Filing Form NYS-45 in QuickBooks: Split Payments and Manual Fields
QuickBooks users filing New York's quarterly NYS-45 encounter separate withholding and unemployment payment workflows and manual entry requirements.
QuickBooks Desktop’s built-in e-filing for New York State’s quarterly NYS-45 form — the Combined Withholding, Wage Reporting, and Unemployment Insurance Return — has long been a source of confusion for employers who assume that submitting the form also settles their full tax liability. It does not, and that gap catches users off guard every quarter.
The Core Confusion: One Form, Two Payments
The central issue users run into is understanding how QuickBooks handles the payments associated with the NYS-45. When you e-file and pay the NYS-45 through QuickBooks, the form itself and the unemployment insurance payment are transmitted together in a single transaction. The withholding payment, however, is handled separately.
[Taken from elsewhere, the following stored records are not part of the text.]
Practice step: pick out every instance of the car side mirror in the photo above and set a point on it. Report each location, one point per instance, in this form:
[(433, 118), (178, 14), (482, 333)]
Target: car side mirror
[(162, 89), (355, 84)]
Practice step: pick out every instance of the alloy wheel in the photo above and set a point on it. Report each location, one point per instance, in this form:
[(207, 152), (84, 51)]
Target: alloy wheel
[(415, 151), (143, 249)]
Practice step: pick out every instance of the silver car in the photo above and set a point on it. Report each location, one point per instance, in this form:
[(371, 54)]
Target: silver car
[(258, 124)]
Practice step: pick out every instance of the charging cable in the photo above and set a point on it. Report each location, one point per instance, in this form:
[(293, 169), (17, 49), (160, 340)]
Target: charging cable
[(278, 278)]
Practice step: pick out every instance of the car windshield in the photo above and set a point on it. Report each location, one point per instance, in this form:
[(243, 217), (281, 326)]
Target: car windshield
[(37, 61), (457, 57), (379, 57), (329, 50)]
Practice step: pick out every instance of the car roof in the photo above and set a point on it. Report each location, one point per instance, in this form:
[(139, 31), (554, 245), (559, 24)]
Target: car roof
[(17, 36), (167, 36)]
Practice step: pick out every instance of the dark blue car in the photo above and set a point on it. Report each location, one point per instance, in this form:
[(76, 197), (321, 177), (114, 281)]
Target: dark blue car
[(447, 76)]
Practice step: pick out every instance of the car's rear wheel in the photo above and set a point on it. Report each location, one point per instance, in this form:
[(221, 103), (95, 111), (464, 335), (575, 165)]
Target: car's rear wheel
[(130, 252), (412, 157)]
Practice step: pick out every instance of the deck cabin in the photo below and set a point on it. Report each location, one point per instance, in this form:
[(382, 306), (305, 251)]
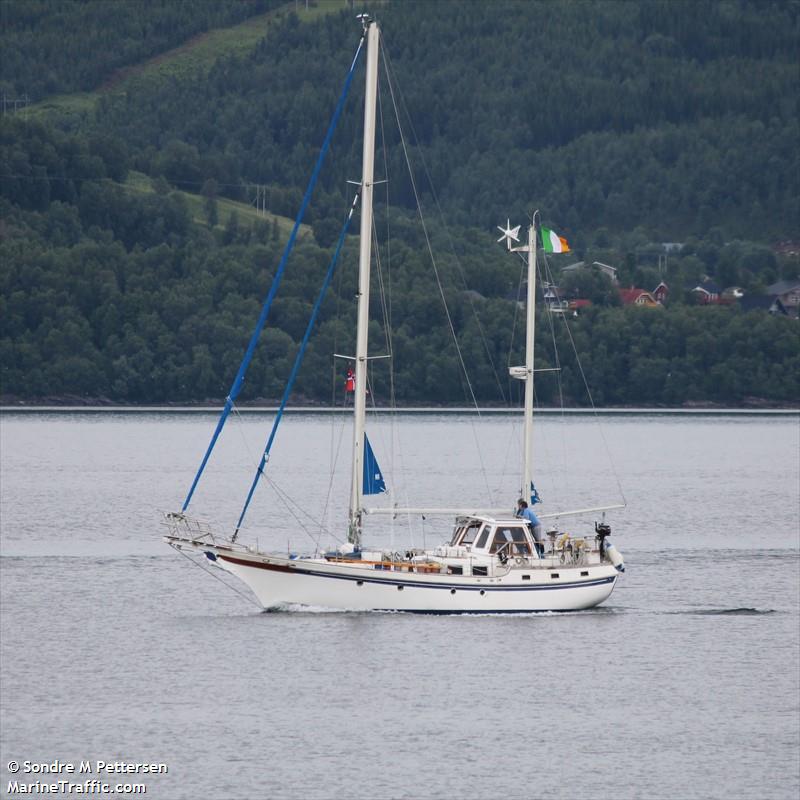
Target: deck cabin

This means that if you owe state withholding tax, you must send that payment independently of the form filing. The workflow depends on your filing frequency. Quarterly payers for NYS-1 — New York’s routine withholding return — should return to the Payroll Center after filing the NYS-45 and initiate a separate e-payment for their quarterly withholding through QuickBooks. If you owe withholding but are not a quarterly NYS-1 payer, QuickBooks cannot process that payment electronically; you will need to submit it directly through the state’s online portal.
What QuickBooks Fills Automatically
For the most part, QuickBooks prepopulates the NYS-45 using the payroll data already in your company file. Wages, withholding amounts, and unemployment insurance calculations are carried over from your quarterly payroll records. In an ideal scenario — where all company, payroll, and employee data has been entered accurately and consistently throughout the quarter — most fields on the form will already be filled by the time you open it for review.
Users are expected to review any fields that QuickBooks did not populate and enter the necessary information manually. QuickBooks flags these fields with an alert, drawing your attention to lines that need input before the form can be filed.
Which Form Parts Apply to Your Business
The NYS-45 contains multiple sections, and the parts you must complete depend on which taxes apply to your business:
- Both unemployment insurance and withholding: Complete Parts A, B, and C each quarter.
- Unemployment insurance only: Complete Part A and Part C, columns a, b, and c.
- Withholding only: Complete Part B and Part C, columns a, b, d, and e.
One detail that trips up employers with larger payrolls: if Part C is required and you have more than five employees, you must complete Form NYS-45-ATT — the attachment supplement — instead of filling out Part C directly on the main form.
Fields That May Need Manual Attention
Several fields on the NYS-45 routinely require manual entry or careful review, even when most of the form is prepopulated. The withholding identification number is a common sticking point. New York State assigns these numbers in specific formats — typically nine numerals, sometimes with a check digit — and if the number stored in your QuickBooks company file does not match the format the state expects, the form may flag it or reject it during e-filing.
Users should verify that the withholding identification number and employer registration details on file are current and correctly formatted before attempting to file.
Tracing Numbers Back to Your Data
When a figure on the NYS-45 looks wrong, QuickBooks provides internal links within the form window to help you trace where each number originated. The unemployment insurance and withholding calculations can each be broken down so you can see which paychecks and liability adjustments fed into the totals.
For users who want a broader view of their quarterly payroll data — or who need to reconcile figures outside of QuickBooks — the software offers a way to summarize payroll data in a spreadsheet. Exporting that summary can help you cross-reference the numbers appearing on the NYS-45 against your own records before you file.
Saving a copy of the completed form as a PDF is also recommended for your records, and QuickBooks includes this option directly from the form window.
When to Step Outside QuickBooks
The key takeaway for employers navigating the NYS-45 is that QuickBooks handles the form filing and the unemployment payment together, but the withholding payment is a separate step — and in some cases, one that QuickBooks cannot complete at all. Non-quarterly withholding payers, in particular, should plan to make their withholding payment directly through New York State’s website rather than expecting QuickBooks to handle it.
For general QuickBooks payroll troubleshooting, the Help button within the form window provides context-specific guidance on navigating the form and resolving common filing issues.